Although drivers are safer than ever before, it’s impossible to neutralize all risks. Work is presently under way on a new form of cockpit protection to shield drivers’ heads from flying objects, but the exact form of this has yet to be determined.
A type of crash barrier made from curved metal sheets attached to posts, the Armco functions like a fence. The idea is to absorb or deflect impacts more progressively than other roadside furniture, such as trees.
Abandoned during the 1970s, catch fencing was designed to act as a safety net, progressively slowing cars down if they left the track. In practice it proved indifferently effective and often trapped cars and drivers.
Reformed in the aftermath of Ayrton Senna’s death in 1994 following a long hiatus, the Grand Prix Drivers’ Association was originally formed in 1961 to represent the interests of drivers. At first, it was a fairly passive organization, later energized by Jackie Stewart as a force for change on safety matters during the 1970s.
Throughout 2016 this new cockpit-protection device was tested during Grand Prix practice sessions. Opinions differed as to its effectiveness and its effects on forward vision.
The head and neck support device was pioneered in America in the 1980s. Essentially a carbon-fiber frame that rests on the driver’s pectoral area and attaches to the crash helmet, it reduces whiplash during impacts. It has been mandatory in F1 since 2003.
Introduced as a buffer area in which cars can slow down before they hit anything if they leave the track, a runoff area can take the form of gravel beds or high-grip asphalt. The latter is considered preferable, since cars can become stuck in gravel.
Steel and foam energy reduction barriers are a more effective solution to trackside safety than Armco, and were first used in oval racing in America. A combination of steel and polystyrene, they deform progressively in impacts.

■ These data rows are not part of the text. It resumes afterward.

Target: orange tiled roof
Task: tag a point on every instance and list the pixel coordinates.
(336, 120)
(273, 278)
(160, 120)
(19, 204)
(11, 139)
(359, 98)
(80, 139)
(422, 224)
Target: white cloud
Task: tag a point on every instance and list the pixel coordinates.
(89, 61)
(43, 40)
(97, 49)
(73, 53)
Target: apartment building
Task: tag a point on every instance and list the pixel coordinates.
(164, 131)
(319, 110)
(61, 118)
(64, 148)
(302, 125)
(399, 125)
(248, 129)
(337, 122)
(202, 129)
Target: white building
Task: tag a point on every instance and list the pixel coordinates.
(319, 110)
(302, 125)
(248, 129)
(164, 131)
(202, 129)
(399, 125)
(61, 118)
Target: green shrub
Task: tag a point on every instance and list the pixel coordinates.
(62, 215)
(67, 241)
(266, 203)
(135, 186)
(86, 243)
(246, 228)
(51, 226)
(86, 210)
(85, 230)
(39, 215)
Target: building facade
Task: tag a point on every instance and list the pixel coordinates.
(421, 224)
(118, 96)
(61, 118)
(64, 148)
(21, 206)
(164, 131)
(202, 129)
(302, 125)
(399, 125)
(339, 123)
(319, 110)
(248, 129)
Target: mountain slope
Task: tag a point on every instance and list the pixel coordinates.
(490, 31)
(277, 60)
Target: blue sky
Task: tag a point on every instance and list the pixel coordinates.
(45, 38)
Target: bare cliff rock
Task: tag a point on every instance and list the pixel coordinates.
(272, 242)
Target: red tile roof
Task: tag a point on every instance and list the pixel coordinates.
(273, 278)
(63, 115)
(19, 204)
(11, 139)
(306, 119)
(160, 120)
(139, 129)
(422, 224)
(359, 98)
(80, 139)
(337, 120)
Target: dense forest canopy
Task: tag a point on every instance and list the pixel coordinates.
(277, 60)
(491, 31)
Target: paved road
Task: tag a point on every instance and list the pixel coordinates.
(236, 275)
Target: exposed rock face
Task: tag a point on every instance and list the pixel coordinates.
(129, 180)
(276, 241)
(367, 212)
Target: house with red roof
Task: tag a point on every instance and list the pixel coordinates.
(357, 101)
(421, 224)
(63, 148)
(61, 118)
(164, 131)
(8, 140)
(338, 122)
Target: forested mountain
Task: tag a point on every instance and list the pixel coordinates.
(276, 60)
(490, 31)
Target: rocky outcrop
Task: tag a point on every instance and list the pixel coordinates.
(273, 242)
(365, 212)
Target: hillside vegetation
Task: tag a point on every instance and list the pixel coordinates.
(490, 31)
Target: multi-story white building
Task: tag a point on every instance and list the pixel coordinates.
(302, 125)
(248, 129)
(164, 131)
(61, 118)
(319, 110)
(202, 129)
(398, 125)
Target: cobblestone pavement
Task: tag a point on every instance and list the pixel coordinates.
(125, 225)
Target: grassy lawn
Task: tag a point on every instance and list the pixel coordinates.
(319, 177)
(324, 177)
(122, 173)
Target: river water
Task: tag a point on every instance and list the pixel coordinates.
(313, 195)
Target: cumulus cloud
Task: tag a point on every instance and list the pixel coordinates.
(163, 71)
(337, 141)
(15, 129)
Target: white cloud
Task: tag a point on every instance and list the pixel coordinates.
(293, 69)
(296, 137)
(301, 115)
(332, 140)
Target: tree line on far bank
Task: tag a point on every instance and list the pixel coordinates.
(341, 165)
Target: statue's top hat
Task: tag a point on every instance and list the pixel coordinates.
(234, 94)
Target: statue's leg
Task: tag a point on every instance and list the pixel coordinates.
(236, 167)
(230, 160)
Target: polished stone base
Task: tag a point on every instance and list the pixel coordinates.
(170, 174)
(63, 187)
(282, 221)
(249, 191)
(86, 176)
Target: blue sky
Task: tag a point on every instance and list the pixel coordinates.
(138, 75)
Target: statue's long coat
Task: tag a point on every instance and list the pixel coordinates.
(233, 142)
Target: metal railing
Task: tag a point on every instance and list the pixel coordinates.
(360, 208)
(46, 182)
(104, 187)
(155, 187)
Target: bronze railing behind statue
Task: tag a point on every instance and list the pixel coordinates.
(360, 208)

If a race has to be neutralized because of an incident, the safety car leads the field around at a set pace until the situation has been resolved. Drivers may not overtake one another while running behind it.
Teams that release their car into the path of another in the pit lane, or who fail to attach all the wheels properly during a pit stop, are punished harshly.
For minor incidents or if action has to be taken quickly, rather than scrambling the safety car, the race director can declare “virtual” safety car conditions. Drivers cannot overtake one another and must stick to an electronically monitored speed limit.
Waved by trackside marshals (and displayed to drivers via illuminated signs) to signify danger ahead, a yellow flag indicates that drivers must slow down and not overtake until they pass a green flag, indicating the danger is over.